En dépit de nos querelles et nos divergences, saluons le départ d’un authentique fils d’Haiti. #JeanClaudeDuvalier — Michel J. Martelly (@MichelJMartelly) October 4, 2014
L’amour et la réconciliation doivent toujours vaincre nos querelles intestines. Que ton âme repose en paix #JeanClaudeDuvalier
— Michel J. Martelly (@MichelJMartelly) October 4, 2014
Duvalier’s death, like that of Pinochet, denies his many victims and his families the opportunity to see justice served in the courtroom. But history can still hold Jean-Claude Duvalier, and his enduring legacy, to account. Unsurprisingly his death has been met by calls for reconciliation by President Martelly and those who have benefited, or benefit still, from the era of Jean-Claudisme. It is a continuation of a recent resurgence in Duvalierist sentiment, observed by justice campaigner Michèle Montas-Dominique.

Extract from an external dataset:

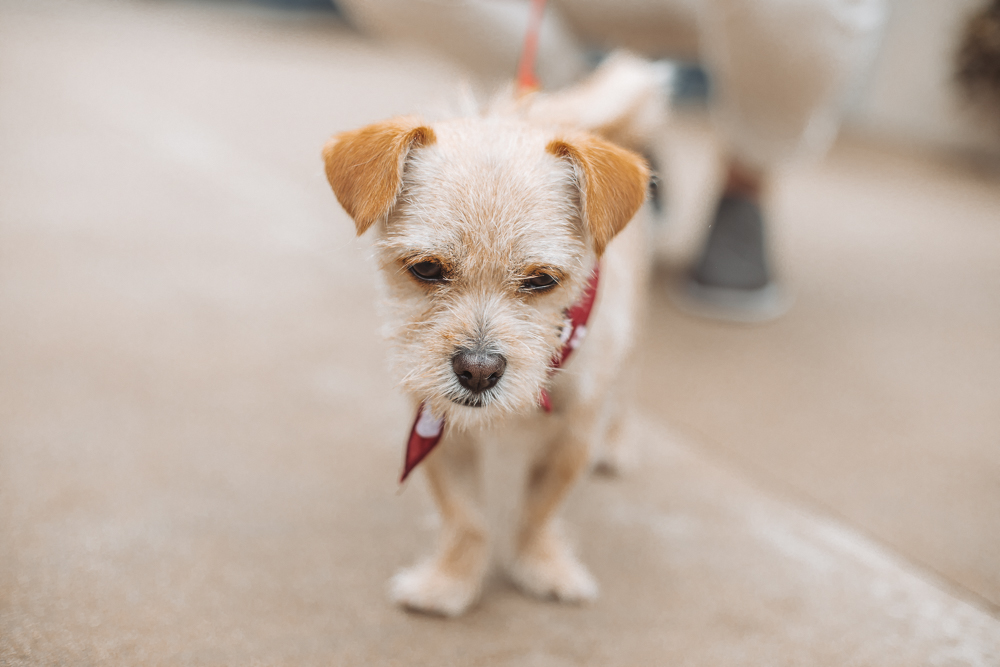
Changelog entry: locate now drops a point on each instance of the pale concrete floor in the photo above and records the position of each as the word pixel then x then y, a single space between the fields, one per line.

“A revisionist discourse has been attempting to rewrite history and to convince the young that things were better under Duvalier.”
To brush Duvalier under the carpet as the weak “Baby Doc” figure, is to silence the brutality of his regime, to forget the hundreds of millions he stole from Haiti, to ignore the damage of forty years of neoliberal economics, HIV and the continuing streams of cocaine that flow through the country, and to spit in the face of his victims. To focus solely on the “positives” of Jean-Claudisme is to sow doubt into the post-Duvalier democratic project, and justify a Haiti that is open for business, ruled by decree.
This silencing cannot be allowed to succeed.